The item in question is a woman’s tank top. The garment is constructed from two fabrics. The upper back and shoulder straps are constructed of 90 percent nylon and 10 percent spandex lace like knit fabric. The front panel, lower back panel and capping are constructed of 98 percent cotton and 2 percent spandex rib knit fabric. The garment features a scooped front neckline, a racer style back neckline, 1-1/4 inch wide shoulder straps, self-fabric capping around the neckline and armholes and a hemmed bottom. The garment extends from the shoulders to below the waist but not to mid-thigh.
Because the garment is constructed of two different fabrics, Customs applies Harmonized Tariff Schedule of the United States ("HTSUS") General Rule of Interpretation ("GRI") 3(b), which states that garments will be classified by the component which gives them their essential character. Customs determines, in this case, that the cotton/spandex component of the garment imparts the essential character to the garment. With that settled, Customs determines that the applicable subheading will be HTSUS 6109.10.0060, which provides for T-shirts, singlets, tank tops and similar garments, knitted or crocheted: Of cotton: Women’s: Tank tops: Women’s. The duty rate is 16.5% ad valorem.
The manufacturing operations are as follows:
- The cotton/spandex fabric: The yarn is produced in the United States or a DR-CAFTA country; the fabric is knitted in Guatemala.
- The nylon/spandex lace-like open work fabric is manufactured in China.
- The spandex yarn used in the lace like fabric is produced in Asia.
- spandex in the rib knit fabric is formed and finished in the United States.
- sewing thread is manufactured in Honduras.
- fabrics are cut, sewn and assembled in Guatemala.
- garment is exported directly from Guatemala to the U.S.
General Note ("GN") 29, HTSUS, sets forth the criteria for determining whether a good is originating under the DR-CAFTA. General Note 29(b), HTSUS, (19 U.S.C. § 1202) states, in pertinent part, that:
For the purposes of this note, subject to the provisions of subdivisions (c), (d), (m) and (n) thereof, a good imported into the customs territory of the United States is eligible for treatment as an originating good under the terms of this note if—
(i)the good is a good wholly obtained or produced entirely in the territory of one or more of the parties to the Agreement;
(ii) the good was produced entirely in the territory of one or more of the parties to the Agreement, and— (A) each of the nonoriginating materials used in the production of the good undergoes an applicable change in tariff classification specified in subdivision (n) of this note; or (B) the good otherwise satisfies any applicable regional value content or other requirements specified in subdivision (n) of this note; and the good satisfies all other applicable requirements of this note; or
(iii) the good was produced entirely in the territory of one or more of the parties to the Agreement exclusively from originating materials.
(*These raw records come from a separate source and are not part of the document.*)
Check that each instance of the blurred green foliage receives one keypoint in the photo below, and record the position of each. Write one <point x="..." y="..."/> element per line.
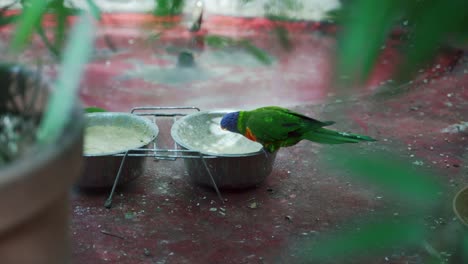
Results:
<point x="366" y="25"/>
<point x="168" y="7"/>
<point x="216" y="41"/>
<point x="64" y="97"/>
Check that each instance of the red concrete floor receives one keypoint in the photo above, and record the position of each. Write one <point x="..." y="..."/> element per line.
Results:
<point x="162" y="217"/>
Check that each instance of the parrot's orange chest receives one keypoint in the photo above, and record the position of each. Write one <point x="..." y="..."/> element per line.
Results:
<point x="250" y="135"/>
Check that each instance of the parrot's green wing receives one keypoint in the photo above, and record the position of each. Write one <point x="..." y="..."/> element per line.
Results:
<point x="275" y="124"/>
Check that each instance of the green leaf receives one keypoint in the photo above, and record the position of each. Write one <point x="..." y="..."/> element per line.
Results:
<point x="257" y="52"/>
<point x="283" y="37"/>
<point x="399" y="178"/>
<point x="370" y="238"/>
<point x="94" y="109"/>
<point x="27" y="22"/>
<point x="50" y="46"/>
<point x="63" y="98"/>
<point x="215" y="41"/>
<point x="94" y="9"/>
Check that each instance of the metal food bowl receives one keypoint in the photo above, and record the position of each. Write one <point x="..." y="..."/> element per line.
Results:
<point x="236" y="162"/>
<point x="101" y="168"/>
As the good contains non-originating materials, it would have to undergo an applicable change in tariff classification in order to meet the requirements of GN 29(b)(ii)(A). General Note 29 (n), Chapter 61, Chapter rule 2 states:
For purposes of determining whether a good of this chapter is originating, the rule applicable to that good shall only apply to the component that determines the tariff classification of the good and such component must satisfy the tariff change requirements set out in that rule for that good.
The component that determines the classification is the cotton/spandex rib knit fabric. Since it is determined to be originating, it does not need to meet the terms of the tariff shift.
GN 29(d)(i), HTSUS, also states in pertinent part,
A textile or apparel good containing elastomeric yarns in the component of the good that determines the classification of the good shall be considered to be originating good only if such yarns are wholly formed in the territory of the party to the Agreement.
The elastomeric yarn in the component that determines the classification is formed and finished in the United States.
General Note 29 (n), Chapter 61, Chapter rule 4 states:
Notwithstanding chapter rule 2 to this chapter, a good of this chapter containing sewing thread of headings 5204, 5401 and 5508 shall be considered originating only if such sewing thread is both formed from yarns and finished in the territory of one or more of the parties to the Agreement.
The sewing thread used to assemble both garments will be formed and finished in one or more of the parties to the Agreement.
Based on the facts provided, Customs ruled that the tank tops qualify for DR-CAFTA preferential treatment, because they meet the requirements of HTSUS General Note 29(b)(ii)(A). The merchandise will be entitled to a free rate of duty under the DR-CAFTA.